OK - you're right - I made bad examples. An abortion is definitely more serious than a book or a hamburger. The point is that if the law were passed, the government would be advocating one side of the debate - the religious right side. If doctors are forced to talk about the negative aspects of an abortion, why not the negative aspects of a teenager on welfare keeping her baby? Or even the negative effects of carrying a baby to term.
Don't go overboard in the other direction, though. Doctors lecturing patients on alternatives to abortion isn't the same as saying "you have a 66% chance of being paralyzed". I absolutely agree that doctors must disclose possible side effects to the mother. But it's hypocritical to force the doctor to discuss abortion alternatives when you don't force doctors to discuss alternatives to other surgeries.

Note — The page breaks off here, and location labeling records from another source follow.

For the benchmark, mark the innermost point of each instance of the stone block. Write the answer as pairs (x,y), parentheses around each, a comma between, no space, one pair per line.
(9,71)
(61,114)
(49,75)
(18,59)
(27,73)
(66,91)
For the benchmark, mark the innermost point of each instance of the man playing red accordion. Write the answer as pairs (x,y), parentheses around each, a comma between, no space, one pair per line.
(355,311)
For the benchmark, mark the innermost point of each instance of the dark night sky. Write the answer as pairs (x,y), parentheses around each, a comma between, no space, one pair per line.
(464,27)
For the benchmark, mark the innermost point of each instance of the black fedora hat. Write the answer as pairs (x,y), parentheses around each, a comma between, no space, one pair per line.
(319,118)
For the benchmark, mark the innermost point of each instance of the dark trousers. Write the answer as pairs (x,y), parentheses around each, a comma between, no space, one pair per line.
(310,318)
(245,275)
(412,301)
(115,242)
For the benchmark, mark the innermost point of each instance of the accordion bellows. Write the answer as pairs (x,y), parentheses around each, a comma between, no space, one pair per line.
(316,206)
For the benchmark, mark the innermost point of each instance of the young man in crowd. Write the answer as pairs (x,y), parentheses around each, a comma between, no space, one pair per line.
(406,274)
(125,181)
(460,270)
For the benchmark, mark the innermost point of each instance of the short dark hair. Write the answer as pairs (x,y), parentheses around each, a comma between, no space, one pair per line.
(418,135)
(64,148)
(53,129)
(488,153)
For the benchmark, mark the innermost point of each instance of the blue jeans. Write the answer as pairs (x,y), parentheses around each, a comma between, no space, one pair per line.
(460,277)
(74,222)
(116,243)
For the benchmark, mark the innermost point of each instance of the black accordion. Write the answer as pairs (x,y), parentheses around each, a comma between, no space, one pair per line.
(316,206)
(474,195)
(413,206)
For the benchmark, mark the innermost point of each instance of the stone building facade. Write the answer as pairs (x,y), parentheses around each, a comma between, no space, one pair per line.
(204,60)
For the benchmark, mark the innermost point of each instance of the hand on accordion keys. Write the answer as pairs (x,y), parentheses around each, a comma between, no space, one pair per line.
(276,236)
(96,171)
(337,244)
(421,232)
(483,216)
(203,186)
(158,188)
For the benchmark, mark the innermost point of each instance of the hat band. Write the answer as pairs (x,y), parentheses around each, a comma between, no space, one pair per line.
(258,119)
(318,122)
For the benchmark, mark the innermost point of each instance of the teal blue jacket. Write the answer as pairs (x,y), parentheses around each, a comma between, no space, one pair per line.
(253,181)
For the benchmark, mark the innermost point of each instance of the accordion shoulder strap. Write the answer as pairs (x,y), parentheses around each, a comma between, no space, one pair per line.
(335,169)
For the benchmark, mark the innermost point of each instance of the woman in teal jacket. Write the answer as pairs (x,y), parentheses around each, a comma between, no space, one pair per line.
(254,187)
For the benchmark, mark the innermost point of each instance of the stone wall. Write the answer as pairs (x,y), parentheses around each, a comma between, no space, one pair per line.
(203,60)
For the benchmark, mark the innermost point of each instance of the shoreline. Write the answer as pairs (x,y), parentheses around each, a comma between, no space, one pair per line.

Still it's all moot if you have an honest discussion abotu abortion. We're still dancing around the thing. Is a fetus a human or not? If it is, abortion should be outlawed entirely (even in cases of rape or incest). If it isn't, abortion should be legalized like any other elective surgery. Even for a diehard liberal, I don't see a lot of gray in this solution.
Any doctor that wants you to get surgery should mention alternatives, or he should lose his license. I'd have to think it's considered unprofessional and immoral not to, except, apparantly, with abortion, where it's not only ok not to talk about alternatives, but encouraged to the point where many pro-choicers get really ticked off if you dare to mention that there are other choices.
I can't define when life begins, but I know I'm ok with first trimester abortions, and no ok with late term abortions, which, from the descriptions I've seen, border on criminally sadistic. So I guess for me life begins at 5 months in the womb.
Actually it's kind of funny. Until Bush started that late-term abortion ban, you could get tried for two murders if you kill a pregnant woman (and her unborn baby), but if you were that pregnant woman, you could kill your late-term baby (fetus?) through an abortion with no reprecussions.
There's too many differing opinions, and no "logical" argument is going to change most people's minds, so it's an issue that we will compromise on time and time again, moving the law one way or the other as current thought goes.